3. I voted. My ballot came in the mail and I filled it all in this evening. I put it in its "security sleeve" and then in its mailing envelope. Tomorrow I can just drop it in the mail. I consider it my duty to vote my conscience.
Given my low spirits and general sense of exhaustion, lethargy, and acedia over the past year and more, accomplishing three things is a good sign that perhaps I am climbing out of an emotional hole. Does accomplishing things make me "accomplished"? Mr. Darcy might not think so.
"It is amazing to me," said Bingley, "how young ladies can have patience to be so very accomplished as they all are."
"All young ladies accomplished! My dear Charles, what do you mean?"
"Yes, all of them, I think. They all paint tables, cover screens, and net purses. I scarcely know any one who cannot do all this, and I am sure I never heard a young lady spoken of for the first time, without being informed that she was very accomplished."

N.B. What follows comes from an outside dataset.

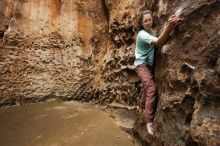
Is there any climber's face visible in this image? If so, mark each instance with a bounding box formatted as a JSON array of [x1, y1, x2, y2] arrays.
[[142, 14, 153, 30]]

"Your list of the common extent of accomplishments," said Darcy, "has too much truth. The word is applied to many a woman who deserves it no otherwise than by netting a purse or covering a screen. But I am very far from agreeing with you in your estimation of ladies in general. I cannot boast of knowing more than half a dozen, in the whole range of my acquaintance, that are really accomplished."
"Nor I, I am sure," said Miss Bingley.
"Then," observed Elizabeth, "you must comprehend a great deal in your idea of an accomplished woman."
"Yes, I do comprehend a great deal in it."
"Oh! certainly," cried his faithful assistant, "no one can be really esteemed accomplished who does not greatly surpass what is usually met with. A woman must have a thorough knowledge of music, singing, drawing, dancing, and the modern languages, to deserve the word; and besides all this, she must possess a certain something in her air and manner of walking, the tone of her voice, her address and expressions, or the word will be but half deserved."
"All this she must possess," added Darcy, "and to all this she must yet add something more substantial, in the improvement of her mind by extensive reading."
"I am no longer surprised at your knowing only six accomplished women. I rather wonder now at your knowing any."
"Are you so severe upon your own sex as to doubt the possibility of all this?"
"I never saw such a woman. I never saw such capacity, and taste, and application, and elegance, as you describe united."
Mrs. Hurst and Miss Bingley both cried out against the injustice of her implied doubt, and were both protesting that they knew many women who answered this description, when Mr. Hurst called them to order, with bitter complaints of their inattention to what was going forward. As all conversation was thereby at an end, Elizabeth soon afterwards left the room.
"Eliza Bennet," said Miss Bingley, when the door was closed on her, "is one of those young ladies who seek to recommend themselves to the other sex by undervaluing their own; and with many men, I dare say, it succeeds. But, in my opinion, it is a paltry device, a very mean art."
"Undoubtedly," replied Darcy, to whom this remark was chiefly addressed, "there is meanness in all the arts which ladies sometimes condescend to employ for captivation. Whatever bears affinity to cunning is despicable."
Miss Bingley was not so entirely satisfied with this reply as to continue the subject.